Potém s siedemset dziewięć-dziesiąt czwartym rokiem,
Odmieniwszy przydomek ochrzcił się Zabokiem;
Toż Królikiem Dobrzyńscy mianują go sami,
A Litwini nazwali Maćkiem nad Maćkami.

Jak on nad Dobrzyńskimi, dom jego nad siołem
Panował, stojąc między karczmą i kościołem.

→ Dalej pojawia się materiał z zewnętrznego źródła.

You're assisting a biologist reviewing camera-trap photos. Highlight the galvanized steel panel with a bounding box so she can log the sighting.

Widać rzadko zwiédzany, mieszka w nim hołota,
Bo brama sterczy bez wrot, ogrody bez płota,
Nie zasiane, na grzędach już porosły brzozki:
Przecież ten folwark zdał się być stolicą wioski,
Iż kształtniejszy od innych chat, bardziéj rozległy,
I prawą stronę gdzie jest świetlica miał s cegły.
Obok lamus, spichrz, gumno obora i stajnie,
Wszystko w kupie, jak bywa u szlachty zwyczajnie;
Wszystko nadzwyczaj stare, zgniłe; domu dachy
Swiéciły się jak gdyby od zielonéj blachy
Od mchu i trawy, która buja jak na łące.